Again, the domain imposes the rules to follow. Studding the domain and its variability is crucial to create a consistent DSLs focused in gathering the key features of the domain in a model: the important and variable ones. The important and fixed ones must be also identified but they shouldn’t be included into the model, but into the framework or the runtime.

Standards, policy assurance, compliance

Everything related to standard procedures, compliance and in-house stile guidelines are first-class candidates for standardization. If done in that way, your developers will not have to remember all that weird standard and compliance rules when developing a specific artifact.
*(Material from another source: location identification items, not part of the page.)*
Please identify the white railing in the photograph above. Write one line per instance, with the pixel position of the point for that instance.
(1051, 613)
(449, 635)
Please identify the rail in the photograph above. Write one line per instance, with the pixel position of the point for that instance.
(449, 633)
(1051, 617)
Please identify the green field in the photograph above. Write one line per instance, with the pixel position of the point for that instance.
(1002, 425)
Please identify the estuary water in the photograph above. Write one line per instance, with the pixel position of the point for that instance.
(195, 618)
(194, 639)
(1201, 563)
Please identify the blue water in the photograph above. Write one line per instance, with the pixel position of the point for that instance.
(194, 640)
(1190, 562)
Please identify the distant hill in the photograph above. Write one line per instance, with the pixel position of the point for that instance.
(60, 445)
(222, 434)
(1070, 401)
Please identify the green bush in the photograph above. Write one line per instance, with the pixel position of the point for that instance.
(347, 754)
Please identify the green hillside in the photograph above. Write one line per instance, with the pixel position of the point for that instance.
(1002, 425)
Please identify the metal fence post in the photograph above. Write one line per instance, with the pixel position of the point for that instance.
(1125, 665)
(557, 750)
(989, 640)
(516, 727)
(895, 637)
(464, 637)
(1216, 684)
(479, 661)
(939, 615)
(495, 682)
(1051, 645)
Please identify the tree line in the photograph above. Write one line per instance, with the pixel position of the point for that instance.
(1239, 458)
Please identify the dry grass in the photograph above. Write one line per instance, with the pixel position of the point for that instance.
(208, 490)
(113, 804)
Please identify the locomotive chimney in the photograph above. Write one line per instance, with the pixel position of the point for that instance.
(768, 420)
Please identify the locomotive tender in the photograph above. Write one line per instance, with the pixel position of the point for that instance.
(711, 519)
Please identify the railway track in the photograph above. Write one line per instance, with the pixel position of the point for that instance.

A code generator will provide the right value for them. It will do it silently, without errors neither oversights. All the boring code dedicated to plumbing applications like: naming guidelines, service publication, serialization, persistence, adapters, proxies, skeletons, stubs, DAO code are driven by strict standards and best practices and are natural candidates for strong automation by code generators.

Moreover, if the regulation or the standard changes, the change will have impact in the following assets:

  • a single change to a framework will be enough
  • or a change to a code generator and then forcing a regeneration process and redeploy.

In both cases, it is cheaper that manually reviewing a set of in-production applications.

For example, think about replacing your data-layer access code from a DAO pattern and SQL to an ORM based approach like Hibernate.

Business Know-How

The core of the business Know-How is the important and the variable parts we are interested in to be collected in a specification. Such features need to be modeled, and if possible, abstracted from the technology that will implement it.

If we do it in this way, the model can survive the current technology.

Why we could be interested in do it in such a way?

Just because technology evolves like fashion. Today everyone likes red T-shirts, tomorrow blue jeans will be sublime! Basic, Cobol, C, Java, C#, Ruby… what is the next language to use in 5 years time?

Use your best bet, whatever platform better fulfills your requirements, but I it could be nice to see the business process surviving the technology. ;)  We don’t know in which direction, but technology will evolve, and will change for sure.

Maintaining a language or a DSL

When a DSL or a language needs a review you will be probably considering adding new features to the language.

Each new feature will increase the variability and increase the complexity of the language. Before deciding to add a new modeling feature make a cost/benefits analysis and double check that the valued added by the improvement is greater than the cost of implementing it.

I like to follow the golden rule proposed by Gordon S. Novak about automatic programming:

“Automatic Programming is defined as the synthesis of a program from a specification. If automatic programming is to be useful, the specification must be smaller and easier to write than the program would be if written in a conventional programming language.”

Conclusion

Whenever is possible:

  • Business Know-How should be captured by models, specs, DSLs.
  • Technical Know-How should be captured by code generators, model interpreters, best practices and patterns.

So, at the end of the day I like the following pair of quotes to sum up about what to include in a model:

  • The Spanish writer Baltasar Gracián in the XVII century said “Lo bueno si breve, dos veces bueno.” (a literal translation from Spanish could be: “Good things if brief, twice good.”)
  • On the other side, Albert Einstein (XX century) counterpoints “Things should be as simple as possible, but not simpler.”